Economy

What This Cute Elephant Says About the 2016 Election

Below is a chart that bears an uncanny resemblance to your average elephant. Behind the cute image, however, is a story of globalization that might explain a central feature of the 2016 election.

The so-called "elephant graph" shows the global income growth for every percentile from 1988 to 2008. With the exception of people in the 75-90th percentile — "basically poor people in rich countries," NewsCo Shift's Kaila Colbin writes — incomes rose steadily for people around the world. If you're wondering why working class people in the United States might be skeptical about the benefits of the global economy, that dip in the elephant's trunk where incomes aren't growing helps to explain it.

As N. Gregory Mankiw wrote in The New York Times in July, economists are far more likely than the average American worker to see global trade deals in a positive light. For example, a 2014 IGM Economic Experts Panel poll found that 0 percent of respondents disagreed that trade deals helped most Americans. Conversely, a recent NYT-CBS News poll found that "only 35 percent of registered voters thought the United States gained from globalization, while 55 percent thought it lost."

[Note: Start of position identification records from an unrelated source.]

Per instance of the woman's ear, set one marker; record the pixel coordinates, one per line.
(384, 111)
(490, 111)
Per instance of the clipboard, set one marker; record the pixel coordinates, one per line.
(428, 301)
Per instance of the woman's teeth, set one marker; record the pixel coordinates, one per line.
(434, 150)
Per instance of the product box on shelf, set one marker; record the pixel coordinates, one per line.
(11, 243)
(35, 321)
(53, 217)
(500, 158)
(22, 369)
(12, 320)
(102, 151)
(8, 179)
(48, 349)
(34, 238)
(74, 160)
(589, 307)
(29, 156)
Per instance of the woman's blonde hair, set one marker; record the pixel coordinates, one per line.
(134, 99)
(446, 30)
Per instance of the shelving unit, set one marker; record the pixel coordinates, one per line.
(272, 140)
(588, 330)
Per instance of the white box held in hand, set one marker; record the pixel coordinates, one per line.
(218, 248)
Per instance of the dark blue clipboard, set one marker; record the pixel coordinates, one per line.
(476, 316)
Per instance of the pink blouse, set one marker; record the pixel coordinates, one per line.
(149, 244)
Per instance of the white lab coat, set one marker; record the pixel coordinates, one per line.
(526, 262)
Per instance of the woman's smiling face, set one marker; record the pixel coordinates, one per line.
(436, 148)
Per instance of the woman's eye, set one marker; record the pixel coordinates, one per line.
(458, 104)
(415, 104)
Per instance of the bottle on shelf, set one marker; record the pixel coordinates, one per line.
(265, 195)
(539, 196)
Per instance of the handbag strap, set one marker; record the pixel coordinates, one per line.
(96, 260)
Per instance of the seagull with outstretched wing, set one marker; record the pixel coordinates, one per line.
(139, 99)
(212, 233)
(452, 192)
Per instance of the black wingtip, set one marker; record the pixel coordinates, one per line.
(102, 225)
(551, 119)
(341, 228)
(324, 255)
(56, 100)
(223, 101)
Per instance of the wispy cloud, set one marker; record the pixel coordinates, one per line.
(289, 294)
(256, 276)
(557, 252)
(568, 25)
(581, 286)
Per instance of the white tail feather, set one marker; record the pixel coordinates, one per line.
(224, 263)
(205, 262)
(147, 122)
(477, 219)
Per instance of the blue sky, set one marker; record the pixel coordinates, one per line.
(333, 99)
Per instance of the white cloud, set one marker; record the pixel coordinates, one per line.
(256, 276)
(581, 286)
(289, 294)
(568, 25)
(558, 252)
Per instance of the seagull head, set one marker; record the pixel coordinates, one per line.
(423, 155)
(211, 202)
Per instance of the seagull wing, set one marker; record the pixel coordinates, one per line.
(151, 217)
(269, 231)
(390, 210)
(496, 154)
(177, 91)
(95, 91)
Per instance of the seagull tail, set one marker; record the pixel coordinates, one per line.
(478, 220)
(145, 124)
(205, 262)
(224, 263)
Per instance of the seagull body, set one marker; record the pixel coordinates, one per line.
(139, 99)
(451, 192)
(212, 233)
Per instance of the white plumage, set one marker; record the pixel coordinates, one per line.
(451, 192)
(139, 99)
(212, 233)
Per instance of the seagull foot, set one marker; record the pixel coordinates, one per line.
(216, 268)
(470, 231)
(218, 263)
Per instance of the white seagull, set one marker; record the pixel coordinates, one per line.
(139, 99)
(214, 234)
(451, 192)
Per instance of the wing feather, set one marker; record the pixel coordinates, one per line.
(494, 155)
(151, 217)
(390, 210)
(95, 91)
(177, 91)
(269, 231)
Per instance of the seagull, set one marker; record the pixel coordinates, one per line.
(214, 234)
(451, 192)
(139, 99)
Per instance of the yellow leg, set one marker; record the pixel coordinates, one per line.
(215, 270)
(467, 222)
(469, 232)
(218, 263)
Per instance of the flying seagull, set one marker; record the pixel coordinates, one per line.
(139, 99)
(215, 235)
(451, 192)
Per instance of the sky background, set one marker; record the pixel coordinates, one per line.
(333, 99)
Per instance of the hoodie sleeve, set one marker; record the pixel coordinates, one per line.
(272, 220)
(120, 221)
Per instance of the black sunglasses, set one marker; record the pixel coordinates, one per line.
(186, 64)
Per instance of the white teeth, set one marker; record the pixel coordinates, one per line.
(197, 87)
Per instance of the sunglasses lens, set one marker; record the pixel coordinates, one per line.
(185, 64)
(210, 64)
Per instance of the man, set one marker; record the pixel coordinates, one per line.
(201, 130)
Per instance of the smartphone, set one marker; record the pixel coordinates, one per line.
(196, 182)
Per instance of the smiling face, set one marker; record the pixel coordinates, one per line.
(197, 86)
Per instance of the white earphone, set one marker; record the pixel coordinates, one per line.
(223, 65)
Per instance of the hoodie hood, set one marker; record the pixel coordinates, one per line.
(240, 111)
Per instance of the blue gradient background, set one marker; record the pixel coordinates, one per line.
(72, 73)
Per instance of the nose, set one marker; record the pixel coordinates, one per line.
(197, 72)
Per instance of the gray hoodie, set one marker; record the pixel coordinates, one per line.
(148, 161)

The disconnect could be explained by looking at three main points on the elephant graph.

  1. The top of the trunk: People in the "global 1 percent" saw their incomes rise 60 percent over the 20-year span, which has fueled frustrations over widening income inequality on the left and on the right.
  2. The top of the head: Here we have people in the 50-60th percentile — mostly people in China and India whose incomes increased as a result of industrialization and global trade deals. This group isn't getting rich or making nearly as much as low-wage workers in America, for example, but they're doing well compared to earlier generations of their family.
  3. The base of the trunk: As noted above, those in the 75-90th percentile actually saw their incomes stagnate (or even decrease) over time. In that context, it makes sense that they'd express skepticism about the impact of globalization in America. After all, they're basically the only group that hasn't seen any demonstrable perks from global trade deals — and that's why the issue has been invoked by low-income Americans, including those who support Donald Trump and Bernie Sanders.

One of the reasons that economists say globalization helps America is because it has boosted high-level metrics like GDP and productivity. But while economic conditions have steadily improved from a high-level standpoint, the same can't be said for the average worker who has watched their income stagnate (or decline) since the 1980s, as Andrew McAfee of MIT's Initiative on Digital Economy explained in a 2012 blog post:

In the early 1980s the picture started to change for the average American worker. There were still a lot of jobs available, but they started to pay less well. Median household income became decoupled from the other three stats and grew more slowly than they did. By the time of the 2001 recession, median income was lagging behind pretty badly.

Here's how Colbin sums up the impact of that de-coupling:

"This is the hollowing out of the American middle class," Colbin writes. "This is the shift from labor to capital. And this, I believe, is the source of a significant amount of global discontent: where phenomena like Brexit and Sanders and Trump find fertile ground."